As the Supreme Court hears arguments to determine whether prisoners held at Guantánamo Bay should have the right to challenge their indefinite detention in US courts, fresh evidence has emerged of the brutal conditions at the gulag.

A military official confirmed this week that a prisoner at Guantánamo Bay attempted to kill himself in early November by slicing his throat with a sharpened fingernail. After much bleeding, several stitches were required to close the wound. The prisoner survived.

Zachary Katznelson, a lawyer for the prisoner, told the Los Angeles Times that the individual is an Algerian man who has been held without charges and without access to a lawyer for almost six years. No additional information has been made available to the media.

The means employed by the prisoner to end his own life underscores the desperation of prisoners who have been systematically isolated, tortured and stripped of their will to live.

Commander Andrew Haynes, the deputy commander of the guard force in Guantánamo Bay, said that there have been four to six incidents of “self harm”—a euphemism for attempted suicide—by prisoners at Guantánamo Bay in the last two months.

Four prisoners have committed suicide in the past year-and-a-half—one in May and three the previous June. The three in June of 2006 hanged themselves with their bed linens. In 2003, there were 350 incidents of “self harm,” including 120 hanging attempts.

In addition to direct attempts at suicide, many prisoners have engaged in prolonged hunger strikes. According to the New York Times, “officials said that nine detainees remain on hunger strikes and are being force fed daily.” The article continued: “The longest of those hunger strikers, the officials said, has been force fed for 816 days.” At various times during the past several years, significant sections of the prisoners have been on hunger strikes.

The regular resort to “self harm” and hunger strikes is a sign of the extraordinary psychological consequences brought on by years of a deliberate policy aimed at inducing a sense of hopelessness and despair.

The web site Wikileaks has made available military documents detailing the standard operating procedure for prisoners at Guantánamo. The documents explain how to isolate prisoners, including from the International Committee of the Red Cross, how to employ guard dogs to intimidate them, and otherwise seek to destroy their will.

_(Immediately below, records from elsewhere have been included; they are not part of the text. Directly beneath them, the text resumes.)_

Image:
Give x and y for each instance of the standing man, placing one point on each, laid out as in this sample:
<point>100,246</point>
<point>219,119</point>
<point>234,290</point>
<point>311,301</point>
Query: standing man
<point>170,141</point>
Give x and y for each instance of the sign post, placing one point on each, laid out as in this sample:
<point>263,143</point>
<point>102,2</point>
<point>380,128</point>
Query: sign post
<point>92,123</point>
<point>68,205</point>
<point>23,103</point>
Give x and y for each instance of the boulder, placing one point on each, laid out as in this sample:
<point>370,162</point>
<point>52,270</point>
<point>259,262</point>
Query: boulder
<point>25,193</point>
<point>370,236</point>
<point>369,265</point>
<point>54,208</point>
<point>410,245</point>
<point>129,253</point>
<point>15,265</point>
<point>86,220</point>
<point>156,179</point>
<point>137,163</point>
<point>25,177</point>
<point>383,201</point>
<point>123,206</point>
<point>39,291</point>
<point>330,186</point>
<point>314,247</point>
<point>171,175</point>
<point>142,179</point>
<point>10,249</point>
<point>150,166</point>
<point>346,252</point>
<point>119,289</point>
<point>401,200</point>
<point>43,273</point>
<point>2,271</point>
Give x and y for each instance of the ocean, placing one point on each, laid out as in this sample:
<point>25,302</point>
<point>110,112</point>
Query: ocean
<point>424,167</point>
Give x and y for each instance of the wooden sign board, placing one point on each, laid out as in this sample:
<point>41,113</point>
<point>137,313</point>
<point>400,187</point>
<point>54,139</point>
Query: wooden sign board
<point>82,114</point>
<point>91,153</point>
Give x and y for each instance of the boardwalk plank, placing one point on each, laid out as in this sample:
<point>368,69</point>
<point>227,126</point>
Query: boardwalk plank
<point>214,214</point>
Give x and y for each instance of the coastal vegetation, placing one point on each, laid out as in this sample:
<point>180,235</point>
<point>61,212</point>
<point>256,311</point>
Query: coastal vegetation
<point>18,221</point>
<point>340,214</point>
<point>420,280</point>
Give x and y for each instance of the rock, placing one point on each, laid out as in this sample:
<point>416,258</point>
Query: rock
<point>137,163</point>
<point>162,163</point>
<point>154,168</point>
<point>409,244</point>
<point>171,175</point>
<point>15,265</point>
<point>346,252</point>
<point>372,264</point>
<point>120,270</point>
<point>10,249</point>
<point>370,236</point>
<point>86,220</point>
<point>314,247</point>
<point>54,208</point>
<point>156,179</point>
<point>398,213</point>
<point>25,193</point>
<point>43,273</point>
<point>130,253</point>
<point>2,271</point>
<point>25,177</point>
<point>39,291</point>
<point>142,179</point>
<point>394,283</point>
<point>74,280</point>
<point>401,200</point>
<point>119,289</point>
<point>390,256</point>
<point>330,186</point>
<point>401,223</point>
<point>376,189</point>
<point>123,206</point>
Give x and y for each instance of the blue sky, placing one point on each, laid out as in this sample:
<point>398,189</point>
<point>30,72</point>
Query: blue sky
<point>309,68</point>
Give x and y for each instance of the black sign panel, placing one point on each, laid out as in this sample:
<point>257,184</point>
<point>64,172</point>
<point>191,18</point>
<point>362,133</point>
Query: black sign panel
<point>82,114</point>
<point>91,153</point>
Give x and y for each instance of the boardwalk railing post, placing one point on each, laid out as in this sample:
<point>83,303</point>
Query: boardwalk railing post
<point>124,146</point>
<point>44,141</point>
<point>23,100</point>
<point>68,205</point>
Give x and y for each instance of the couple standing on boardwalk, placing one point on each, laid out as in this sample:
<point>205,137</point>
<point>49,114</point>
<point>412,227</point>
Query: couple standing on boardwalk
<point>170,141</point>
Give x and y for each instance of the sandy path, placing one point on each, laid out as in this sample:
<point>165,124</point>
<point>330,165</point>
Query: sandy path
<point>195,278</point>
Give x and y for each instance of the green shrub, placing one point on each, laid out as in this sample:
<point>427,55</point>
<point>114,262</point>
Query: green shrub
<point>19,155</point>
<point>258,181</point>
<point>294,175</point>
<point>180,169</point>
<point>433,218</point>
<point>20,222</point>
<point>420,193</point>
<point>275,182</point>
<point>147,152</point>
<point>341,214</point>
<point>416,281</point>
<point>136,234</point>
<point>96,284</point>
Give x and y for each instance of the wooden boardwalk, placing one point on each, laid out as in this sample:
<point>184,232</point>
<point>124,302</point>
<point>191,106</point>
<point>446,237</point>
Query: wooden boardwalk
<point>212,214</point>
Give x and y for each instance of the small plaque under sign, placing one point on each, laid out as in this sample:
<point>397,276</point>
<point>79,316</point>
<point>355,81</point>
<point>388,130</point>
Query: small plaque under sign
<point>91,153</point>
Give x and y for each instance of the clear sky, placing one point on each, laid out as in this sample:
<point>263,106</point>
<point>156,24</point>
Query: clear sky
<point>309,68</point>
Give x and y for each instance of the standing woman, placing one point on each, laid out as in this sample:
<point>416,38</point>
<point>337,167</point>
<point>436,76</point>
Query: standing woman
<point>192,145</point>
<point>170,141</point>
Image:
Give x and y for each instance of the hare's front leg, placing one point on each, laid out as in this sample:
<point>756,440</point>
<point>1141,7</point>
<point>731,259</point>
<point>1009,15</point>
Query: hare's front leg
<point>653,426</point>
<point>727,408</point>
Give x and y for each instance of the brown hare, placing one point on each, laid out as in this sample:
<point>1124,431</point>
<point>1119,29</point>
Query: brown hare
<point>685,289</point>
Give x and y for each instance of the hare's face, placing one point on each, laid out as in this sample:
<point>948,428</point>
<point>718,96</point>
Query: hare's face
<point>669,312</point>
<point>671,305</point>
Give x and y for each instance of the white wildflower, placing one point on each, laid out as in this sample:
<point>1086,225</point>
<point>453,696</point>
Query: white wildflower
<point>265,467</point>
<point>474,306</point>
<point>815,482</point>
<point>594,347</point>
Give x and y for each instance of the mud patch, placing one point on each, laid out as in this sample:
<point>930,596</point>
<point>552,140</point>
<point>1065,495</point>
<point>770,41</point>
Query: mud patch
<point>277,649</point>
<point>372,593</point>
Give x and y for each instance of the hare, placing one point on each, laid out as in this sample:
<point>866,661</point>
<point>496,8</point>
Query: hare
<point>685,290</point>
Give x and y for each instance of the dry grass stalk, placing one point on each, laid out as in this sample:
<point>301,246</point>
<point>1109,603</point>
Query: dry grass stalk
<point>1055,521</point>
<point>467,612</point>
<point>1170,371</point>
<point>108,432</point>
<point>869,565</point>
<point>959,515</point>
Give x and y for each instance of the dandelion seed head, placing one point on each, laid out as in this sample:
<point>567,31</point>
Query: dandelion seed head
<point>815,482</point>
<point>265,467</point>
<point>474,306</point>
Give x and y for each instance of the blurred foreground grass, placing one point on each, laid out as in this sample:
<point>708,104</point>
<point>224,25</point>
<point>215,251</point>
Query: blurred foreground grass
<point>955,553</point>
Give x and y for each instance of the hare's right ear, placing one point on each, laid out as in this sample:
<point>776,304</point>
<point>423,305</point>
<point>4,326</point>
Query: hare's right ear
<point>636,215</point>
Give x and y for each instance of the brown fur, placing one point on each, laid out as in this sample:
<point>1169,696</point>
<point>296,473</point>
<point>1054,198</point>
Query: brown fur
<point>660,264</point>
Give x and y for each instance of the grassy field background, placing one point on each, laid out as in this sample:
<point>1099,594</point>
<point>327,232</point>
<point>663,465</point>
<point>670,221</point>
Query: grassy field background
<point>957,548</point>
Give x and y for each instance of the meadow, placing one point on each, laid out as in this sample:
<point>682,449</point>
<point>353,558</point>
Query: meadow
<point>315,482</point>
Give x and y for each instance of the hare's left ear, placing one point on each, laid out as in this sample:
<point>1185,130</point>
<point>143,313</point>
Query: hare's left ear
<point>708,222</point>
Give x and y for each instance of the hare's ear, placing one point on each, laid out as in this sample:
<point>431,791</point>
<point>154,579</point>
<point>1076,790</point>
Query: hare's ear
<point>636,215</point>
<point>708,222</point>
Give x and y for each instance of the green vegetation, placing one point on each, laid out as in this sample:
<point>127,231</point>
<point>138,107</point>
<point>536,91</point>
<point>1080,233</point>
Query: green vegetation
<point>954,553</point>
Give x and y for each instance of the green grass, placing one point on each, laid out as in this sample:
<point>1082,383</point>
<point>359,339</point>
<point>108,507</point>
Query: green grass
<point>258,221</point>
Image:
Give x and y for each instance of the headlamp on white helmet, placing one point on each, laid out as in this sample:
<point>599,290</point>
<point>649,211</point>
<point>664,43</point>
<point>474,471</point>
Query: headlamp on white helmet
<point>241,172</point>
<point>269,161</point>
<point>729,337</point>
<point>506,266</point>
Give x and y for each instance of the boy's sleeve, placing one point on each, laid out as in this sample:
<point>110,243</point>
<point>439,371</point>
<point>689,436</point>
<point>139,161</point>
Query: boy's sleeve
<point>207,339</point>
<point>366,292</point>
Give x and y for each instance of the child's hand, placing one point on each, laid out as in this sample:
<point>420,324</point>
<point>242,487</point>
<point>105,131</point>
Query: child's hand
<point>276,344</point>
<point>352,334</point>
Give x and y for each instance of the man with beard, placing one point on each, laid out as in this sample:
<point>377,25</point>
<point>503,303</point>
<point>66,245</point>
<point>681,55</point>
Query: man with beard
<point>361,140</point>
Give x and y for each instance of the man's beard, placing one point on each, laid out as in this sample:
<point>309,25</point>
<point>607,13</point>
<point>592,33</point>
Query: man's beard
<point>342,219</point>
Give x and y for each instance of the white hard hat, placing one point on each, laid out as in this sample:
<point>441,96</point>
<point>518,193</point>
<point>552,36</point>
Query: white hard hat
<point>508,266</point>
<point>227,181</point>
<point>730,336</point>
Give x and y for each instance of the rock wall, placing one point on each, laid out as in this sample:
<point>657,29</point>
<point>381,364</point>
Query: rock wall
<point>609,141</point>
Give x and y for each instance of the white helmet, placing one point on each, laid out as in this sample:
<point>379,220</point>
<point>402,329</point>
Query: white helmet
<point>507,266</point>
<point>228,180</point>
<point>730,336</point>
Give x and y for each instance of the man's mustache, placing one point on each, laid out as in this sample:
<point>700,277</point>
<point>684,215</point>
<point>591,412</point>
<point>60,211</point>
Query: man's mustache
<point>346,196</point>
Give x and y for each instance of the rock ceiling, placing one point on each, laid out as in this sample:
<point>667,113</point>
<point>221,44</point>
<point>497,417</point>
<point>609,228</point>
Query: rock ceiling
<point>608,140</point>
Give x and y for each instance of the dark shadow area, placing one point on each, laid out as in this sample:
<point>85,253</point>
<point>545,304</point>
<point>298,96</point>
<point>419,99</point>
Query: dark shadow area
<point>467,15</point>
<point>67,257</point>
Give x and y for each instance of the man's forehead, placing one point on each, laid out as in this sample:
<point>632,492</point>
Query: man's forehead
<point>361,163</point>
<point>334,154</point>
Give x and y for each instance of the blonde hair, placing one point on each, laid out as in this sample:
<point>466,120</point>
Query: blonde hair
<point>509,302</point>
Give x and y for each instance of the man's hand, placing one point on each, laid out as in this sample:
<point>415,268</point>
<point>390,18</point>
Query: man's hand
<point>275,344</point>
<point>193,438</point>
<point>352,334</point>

According to a 2004 version of the standard operating procedure, prisoners newly brought to Guantánamo Bay are subject to a “Behavior Management Plan.” The purpose of this plan “is to enhance and exploit the disorientation and disorganization felt by a newly arrived detainee in the interrogation process,” the procedure declares. “It concentrates on isolating the detainee and fostering dependence of the detainee on his interrogator.”

The procedure states that all detainees, during their first two weeks at Guantánamo Bay, are to be denied access to the Red Cross. They are also denied all but the most basic requirements for sleeping and cleaning. After this two-week period, the prisoners are kept in isolation until a military commander decides to change their classification. Uncooperative prisoners can be kept in isolation indefinitely.

The 237-page standard operating procedure reads like a blueprint for a Kafkaesque nightmare world in which every component of the prisoner’s life is carefully controlled. There are rules for when and how the detainee may use soap, combs, flip-flops, Styrofoam cups, and all manner of items.

The US military has responded to the desperation of these prisoners by claiming that their suicide attempts are part of a plan to discredit the US government and encourage criticism. After the hangings in June 2006, prison commander Rear Admiral Harry Harris declared, “This was not an act of desperation, but an act of asymmetric warfare committed against us,” while Deputy Assistant Secretary of State for Public Diplomacy Colleen Graffey called the suicides “a good PR move.”

The military has responded with greater repression. According to an article in the Los Angeles Times, “Since three suicides in June last year and one in May, all by hanging, bed linens have been collected each morning to deprive the detainees of any means of making ligatures. Anyone suspected of trying to hurt himself is stripped of all bedding and outfitted in a green quilted ‘suicide smock’ that attaches by Velcro and cannot be shredded.”